Let’s be honest: most of us didn’t get the full story about menopause. You might have heard about it in passing—maybe even joked about hot flashes or mood swings—but few of us were truly prepared for what happens before menopause actually begins. This transitional phase, called perimenopause, can feel like your body is throwing curveballs. One day, everything feels normal. The next, you're waking up at 3:00 a.m. in a puddle of sweat, wondering what’s going on.


Yes, there are emotional shifts, a sense of disorientation, and moments of doubt. But there’s also something else emerging—a growing awareness of your strength, your needs, and your evolving identity. Perimenopause is as much an emotional and mental shift as it is physical. It reminds us that change is constant, and even in this in-between space, there's room to grow, reflect, and redefine what it means to be yourself.


So, What Is Perimenopause?

Perimenopause is the natural transitional phase leading up to menopause, when your ovaries gradually produce less estrogen and progesterone. It usually begins in your 40s, but for some, it can start as early as the mid-30s. This phase can last for several years and brings with it a host of changes—some subtle, others impossible to ignore.


You might notice irregular periods, sleep disruptions, sudden mood swings, or that familiar 3:00 a.m. wake-up call, drenched in sweat. One moment, you're feeling just fine; the next, you're anxious or inexplicably sad. If it feels confusing, you’re not imagining things. These are all real, physiological changes your body is going through.

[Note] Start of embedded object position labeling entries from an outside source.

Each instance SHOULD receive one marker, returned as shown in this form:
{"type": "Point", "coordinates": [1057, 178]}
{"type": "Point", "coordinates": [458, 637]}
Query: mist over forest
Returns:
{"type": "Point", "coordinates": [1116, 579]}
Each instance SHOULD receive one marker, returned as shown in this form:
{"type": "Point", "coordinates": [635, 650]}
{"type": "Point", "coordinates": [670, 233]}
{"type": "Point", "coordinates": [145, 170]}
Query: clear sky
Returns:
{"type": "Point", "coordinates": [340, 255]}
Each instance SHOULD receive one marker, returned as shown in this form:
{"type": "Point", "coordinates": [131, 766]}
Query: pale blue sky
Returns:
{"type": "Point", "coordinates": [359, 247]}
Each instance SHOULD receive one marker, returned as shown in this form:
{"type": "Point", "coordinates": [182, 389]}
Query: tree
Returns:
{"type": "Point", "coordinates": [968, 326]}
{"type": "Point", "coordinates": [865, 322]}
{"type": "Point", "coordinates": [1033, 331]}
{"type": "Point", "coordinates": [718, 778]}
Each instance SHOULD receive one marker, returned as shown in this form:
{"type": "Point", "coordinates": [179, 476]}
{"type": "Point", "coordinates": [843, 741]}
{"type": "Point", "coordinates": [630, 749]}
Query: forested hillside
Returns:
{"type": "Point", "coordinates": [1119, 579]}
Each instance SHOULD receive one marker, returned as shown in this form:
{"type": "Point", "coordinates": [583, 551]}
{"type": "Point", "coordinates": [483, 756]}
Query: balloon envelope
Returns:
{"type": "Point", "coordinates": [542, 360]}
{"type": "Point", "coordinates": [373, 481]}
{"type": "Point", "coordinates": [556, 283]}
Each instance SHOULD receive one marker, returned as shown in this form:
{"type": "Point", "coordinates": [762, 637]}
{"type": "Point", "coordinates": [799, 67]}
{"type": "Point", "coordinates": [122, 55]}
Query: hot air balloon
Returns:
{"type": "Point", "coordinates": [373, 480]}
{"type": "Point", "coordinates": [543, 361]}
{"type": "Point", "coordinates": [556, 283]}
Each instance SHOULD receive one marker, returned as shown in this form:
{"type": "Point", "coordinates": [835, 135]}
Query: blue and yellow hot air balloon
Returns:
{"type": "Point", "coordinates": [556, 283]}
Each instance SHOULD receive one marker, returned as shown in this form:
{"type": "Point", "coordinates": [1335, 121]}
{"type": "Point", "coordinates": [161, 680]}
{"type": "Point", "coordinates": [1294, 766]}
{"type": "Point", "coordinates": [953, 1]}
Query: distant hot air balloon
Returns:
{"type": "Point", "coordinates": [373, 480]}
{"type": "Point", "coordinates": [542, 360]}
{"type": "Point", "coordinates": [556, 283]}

Why Your Body Feels Like It’s Betraying You

During perimenopause, your hormone levels begin to fluctuate. Estrogen and progesterone production slows, but your brain—specifically the hypothalamus—keeps trying to stimulate your ovaries to produce more. The hypothalamus also regulates body temperature, which is why it can suddenly misfire and trigger hot flashes. The body responds by increasing blood flow and activating sweat glands, leaving you overheated, flushed, and reaching for the nearest fan (Brinton, Yao, Yin, Mack, & Cadenas, 2015).


But you're not powerless. Small lifestyle shifts can make a big difference in how you feel.

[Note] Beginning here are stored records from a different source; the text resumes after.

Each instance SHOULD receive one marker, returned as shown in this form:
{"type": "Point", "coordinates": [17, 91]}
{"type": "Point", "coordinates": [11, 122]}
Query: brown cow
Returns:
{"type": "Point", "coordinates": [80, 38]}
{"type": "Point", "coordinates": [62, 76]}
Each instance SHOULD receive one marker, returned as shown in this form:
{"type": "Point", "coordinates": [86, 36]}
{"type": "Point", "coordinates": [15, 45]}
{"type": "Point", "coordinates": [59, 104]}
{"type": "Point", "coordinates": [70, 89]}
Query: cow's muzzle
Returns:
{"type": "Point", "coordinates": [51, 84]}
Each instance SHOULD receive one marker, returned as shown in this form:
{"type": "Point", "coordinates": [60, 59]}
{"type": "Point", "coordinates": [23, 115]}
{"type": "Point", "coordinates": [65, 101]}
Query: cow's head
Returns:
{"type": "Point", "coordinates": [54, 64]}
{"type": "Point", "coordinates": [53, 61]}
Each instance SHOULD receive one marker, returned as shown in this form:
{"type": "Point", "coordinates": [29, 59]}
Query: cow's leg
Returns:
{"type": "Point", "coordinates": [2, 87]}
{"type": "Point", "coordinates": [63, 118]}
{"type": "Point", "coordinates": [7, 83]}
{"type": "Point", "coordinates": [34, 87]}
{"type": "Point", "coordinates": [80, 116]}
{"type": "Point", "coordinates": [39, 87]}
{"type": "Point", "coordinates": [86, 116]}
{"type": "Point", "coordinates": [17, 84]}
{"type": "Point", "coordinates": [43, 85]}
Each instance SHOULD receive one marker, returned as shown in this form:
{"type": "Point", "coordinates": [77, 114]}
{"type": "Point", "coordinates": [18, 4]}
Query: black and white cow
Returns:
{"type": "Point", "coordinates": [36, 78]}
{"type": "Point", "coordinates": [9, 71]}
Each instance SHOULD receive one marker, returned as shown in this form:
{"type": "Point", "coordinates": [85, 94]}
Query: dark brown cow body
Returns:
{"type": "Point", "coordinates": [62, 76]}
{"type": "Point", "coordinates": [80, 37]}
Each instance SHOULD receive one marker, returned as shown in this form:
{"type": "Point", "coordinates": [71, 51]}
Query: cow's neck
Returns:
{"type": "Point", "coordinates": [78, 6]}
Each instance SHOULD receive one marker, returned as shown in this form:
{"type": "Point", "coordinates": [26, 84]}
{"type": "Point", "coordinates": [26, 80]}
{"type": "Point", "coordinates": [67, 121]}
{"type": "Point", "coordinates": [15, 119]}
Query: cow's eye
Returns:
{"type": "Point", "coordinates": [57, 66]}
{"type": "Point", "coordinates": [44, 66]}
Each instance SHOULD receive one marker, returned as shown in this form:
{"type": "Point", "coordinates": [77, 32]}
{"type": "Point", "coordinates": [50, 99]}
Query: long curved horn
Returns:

Supportive Strategies: Movement, Food, and Flow

A balanced diet and regular physical activity can help regulate hormones and support both mood and metabolism. Moderate movement—like walking, dancing, strength training, yoga, or swimming—can reduce stress, improve sleep, and support bone and heart health (Hao et al., 2022).


Here’s a simple day-long routine to get started:

  • Morning: 10-minute walk or light stretching

  • Afternoon: Strength and cardio combo (try squats, pushups, glute bridges, or a 10-minute dance workout)

  • Evening: Gentle yoga or a 5-minute guided meditation (YouTube has great free options!)


Food matters too. Try incorporating hormone-supportive choices like:

  • Tofu, edamame, soy milk

  • Flaxseeds, chickpeas, lentils

  • Leafy greens, fatty fish, low-fat dairy

  • Pumpkin seeds, almonds, eggs, avocado, dark chocolate (yum!) (Erdélyi et al., 2023)


Also, try unplugging from screens an hour before bed—your sleep will thank you.


Relationships, Brain Fog, and Libido Changes (Oh My)

Perimenopause can sneak into your relationships like an uninvited houseguest who adjusts the thermostat and eats all your snacks—but with hormones. One minute you're cuddling; the next you're irrationally annoyed by how loudly your partner chews.


It’s common to experience libido changes, too—you may find yourself more interested in reorganizing your spice rack than anything romantic. And then there’s the brain fog: mid-sentence, your thoughts vanish into thin air. Frustrating? Absolutely. But with communication, patience, and a shared sense of humor, you and your partner can get through this time without resorting to separate zip codes.


Check in with each other. Educate one another. Let this time be a chapter of bonding, not just surviving.


Mental Health and Mindfulness

The emotional ups and downs of perimenopause can sometimes mirror symptoms of anxiety or depression. This is where health professionals can help distinguish between hormone-driven mood changes and clinical conditions (Silver, 2025).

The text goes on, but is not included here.